Он засипел зажато и в ту же пору зацепился ноздрями за горелый дух картошки. Казак запоздало испугался и птицей повис над костерком. Ухватил огрубелыми, не ощущающими жара пальцами одну картофелину, перевернул ее, потом другую. Синие, ничего не чувствующие от холода губы его зашевелились:
— Прости мя, Богородица, прости мя, Всевыший…

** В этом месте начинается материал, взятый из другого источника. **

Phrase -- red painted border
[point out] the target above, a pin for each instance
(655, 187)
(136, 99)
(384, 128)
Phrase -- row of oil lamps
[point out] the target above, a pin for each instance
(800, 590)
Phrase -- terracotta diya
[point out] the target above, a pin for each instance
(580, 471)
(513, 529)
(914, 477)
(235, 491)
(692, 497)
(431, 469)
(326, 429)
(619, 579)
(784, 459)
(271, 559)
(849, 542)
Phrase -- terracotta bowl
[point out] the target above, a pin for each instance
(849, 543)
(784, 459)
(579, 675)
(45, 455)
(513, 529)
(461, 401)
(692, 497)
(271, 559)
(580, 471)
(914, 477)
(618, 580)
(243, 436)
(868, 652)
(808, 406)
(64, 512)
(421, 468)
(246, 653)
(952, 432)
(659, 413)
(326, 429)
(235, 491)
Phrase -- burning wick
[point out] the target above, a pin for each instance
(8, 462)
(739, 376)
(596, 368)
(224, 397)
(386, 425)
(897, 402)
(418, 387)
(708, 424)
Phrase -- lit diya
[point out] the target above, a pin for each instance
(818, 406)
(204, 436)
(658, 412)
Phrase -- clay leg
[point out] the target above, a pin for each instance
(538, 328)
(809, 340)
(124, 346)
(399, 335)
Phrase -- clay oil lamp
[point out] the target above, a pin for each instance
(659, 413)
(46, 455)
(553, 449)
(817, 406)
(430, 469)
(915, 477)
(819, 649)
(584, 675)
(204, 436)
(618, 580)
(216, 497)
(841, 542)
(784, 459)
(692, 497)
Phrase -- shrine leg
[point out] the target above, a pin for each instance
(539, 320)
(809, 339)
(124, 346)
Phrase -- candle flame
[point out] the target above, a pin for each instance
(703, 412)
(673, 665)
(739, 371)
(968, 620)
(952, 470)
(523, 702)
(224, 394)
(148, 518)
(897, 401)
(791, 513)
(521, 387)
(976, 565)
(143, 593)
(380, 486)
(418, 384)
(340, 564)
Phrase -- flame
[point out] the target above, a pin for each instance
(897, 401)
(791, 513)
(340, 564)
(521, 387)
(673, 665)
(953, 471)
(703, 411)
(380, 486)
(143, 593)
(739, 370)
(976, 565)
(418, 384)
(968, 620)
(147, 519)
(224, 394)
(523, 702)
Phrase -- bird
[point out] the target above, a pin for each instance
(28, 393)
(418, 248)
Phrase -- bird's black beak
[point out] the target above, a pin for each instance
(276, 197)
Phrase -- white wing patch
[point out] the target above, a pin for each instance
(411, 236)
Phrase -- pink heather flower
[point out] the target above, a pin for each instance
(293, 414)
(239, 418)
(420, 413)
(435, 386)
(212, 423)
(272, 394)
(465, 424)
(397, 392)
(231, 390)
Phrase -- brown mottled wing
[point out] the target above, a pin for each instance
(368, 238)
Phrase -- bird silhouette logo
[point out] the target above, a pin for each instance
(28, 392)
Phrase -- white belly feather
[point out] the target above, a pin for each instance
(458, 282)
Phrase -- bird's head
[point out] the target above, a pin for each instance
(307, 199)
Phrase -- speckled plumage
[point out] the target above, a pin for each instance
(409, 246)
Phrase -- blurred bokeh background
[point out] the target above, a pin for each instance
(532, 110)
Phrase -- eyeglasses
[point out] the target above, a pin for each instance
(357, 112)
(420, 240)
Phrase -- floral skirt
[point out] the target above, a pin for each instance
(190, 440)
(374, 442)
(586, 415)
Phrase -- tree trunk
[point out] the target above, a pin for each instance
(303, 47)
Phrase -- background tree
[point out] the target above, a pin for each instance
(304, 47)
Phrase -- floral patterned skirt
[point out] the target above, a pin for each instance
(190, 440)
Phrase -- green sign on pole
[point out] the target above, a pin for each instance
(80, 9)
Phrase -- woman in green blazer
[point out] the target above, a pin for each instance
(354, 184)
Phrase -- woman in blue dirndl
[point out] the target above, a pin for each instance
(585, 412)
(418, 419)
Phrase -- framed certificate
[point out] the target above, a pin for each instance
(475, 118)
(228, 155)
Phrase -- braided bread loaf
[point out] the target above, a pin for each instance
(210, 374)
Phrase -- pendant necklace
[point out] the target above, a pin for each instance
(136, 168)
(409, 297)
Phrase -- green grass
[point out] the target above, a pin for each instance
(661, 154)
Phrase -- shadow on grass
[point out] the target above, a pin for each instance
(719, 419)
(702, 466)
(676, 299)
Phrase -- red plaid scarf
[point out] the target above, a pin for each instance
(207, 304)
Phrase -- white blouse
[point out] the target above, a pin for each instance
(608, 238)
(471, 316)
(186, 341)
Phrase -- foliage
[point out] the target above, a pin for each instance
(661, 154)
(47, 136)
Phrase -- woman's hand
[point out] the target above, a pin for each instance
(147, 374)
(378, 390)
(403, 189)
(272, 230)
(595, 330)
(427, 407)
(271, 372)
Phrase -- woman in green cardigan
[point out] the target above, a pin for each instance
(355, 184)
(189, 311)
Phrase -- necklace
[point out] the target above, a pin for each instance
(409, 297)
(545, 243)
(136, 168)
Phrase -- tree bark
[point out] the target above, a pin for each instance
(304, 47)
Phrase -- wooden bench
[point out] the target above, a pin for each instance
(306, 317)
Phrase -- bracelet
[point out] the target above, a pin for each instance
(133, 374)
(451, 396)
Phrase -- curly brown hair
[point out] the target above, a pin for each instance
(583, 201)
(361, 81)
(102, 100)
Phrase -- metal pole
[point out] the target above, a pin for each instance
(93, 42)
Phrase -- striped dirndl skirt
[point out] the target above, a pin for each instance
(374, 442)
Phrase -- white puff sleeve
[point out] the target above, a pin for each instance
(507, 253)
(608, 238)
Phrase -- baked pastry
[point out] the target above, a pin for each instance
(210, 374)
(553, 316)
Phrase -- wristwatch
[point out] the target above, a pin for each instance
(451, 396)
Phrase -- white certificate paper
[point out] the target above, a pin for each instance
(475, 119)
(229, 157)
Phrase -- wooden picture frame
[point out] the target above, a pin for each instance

Он не успел испечь картошку. Вновь кто-то невидимый сдавил ему горло, стиснул что было силы, воздух перед глазами прочертила светлая молния, всадилась в снег, разбросала его, задела и костерок. Гордеенко накренился и ткнулся головой, обнажавшимся лбом прямо в угли, в горячую картошку, сплющил ее. В следующий миг он попробовал справиться с немощью своей, отклеиться от костерка, но сил у него не было уже совсем, он въехал волосами в карагачевые угли, дернулся один раз, второй и затих.
— Эй, земеля! — окликнул Ивана старый возница, старший в их десятке, обстоятельно расположившийся у соседнего костерка. Ответа не услышал, привстал на коленях: — Земеля!
Земеля не отзывался, он был мертв. Обозник все понял, сухое бородатое лицо его передернула судорога, на щеках заполыхали яркие туберкулезные пятна. Он горестно махнул рукой и приник к своему костерку, на котором стояла закопченная оловянная кружка с жиденьким, вкусно булькающим варевом. Ему надлежало похоронить умершего казака, но силы иссякли совершенно, да и не это было сейчас главным для старого возницы, главное — сварить в кружке похлебку из сухих хлебных крошек и поесть.
Труп через некоторое время осмотрел доктор, обслуживавший атамана, махнул рукой равнодушно:
— Тиф! Правда, форма редкая…
Но Ивану Гордеенко от такой редкости легче не стало. Похоронил обозник Ивана в снегу — не долбить же мерзлую, твердую как камень землю, когда вовсе нет сил, да и чужим был для него этот человек. Так что могилы у Гордеенко, считай, и не имелось.
Потапов хранил эту офицерскую тетрадь в твердой обложке еще с Западного фронта и иногда делал на страницах записи. «Более тяжелого перехода, чем от Каркаралы до Сергиополя, у нашей армии не было, — написал он, с силой вдавливая твердый стержень карандаша в бумагу, прорывая ее и недовольно морщась. — Тысячи трупов, оставленных на обочинах нашей дороги, — вот главное, чего мы достигли. Дошла лишь половина армии».
Атаман Анненков — человек жестокий, смелый до безрассудства, признававший только один язык на белом свете — язык оружия — Семиречьем управлял безраздельно. Таких «штрюцких штукенций», как переговоры, дипломатия, необходимость находить приемлемое для всех сторон решение, он просто не признавал. Всякое миндальничание и «беседы по душам» он откровенно презирал, считал это «курощупством», которое никогда ни к чему хорошему не приводит. Большевиков атаман ненавидел яростно, эта ненависть была у него патологической — он рубил их лично, мастерски разваливая шашкой от макушки до копчика, крякал при этом словно мясник и сплевывал сквозь зубы.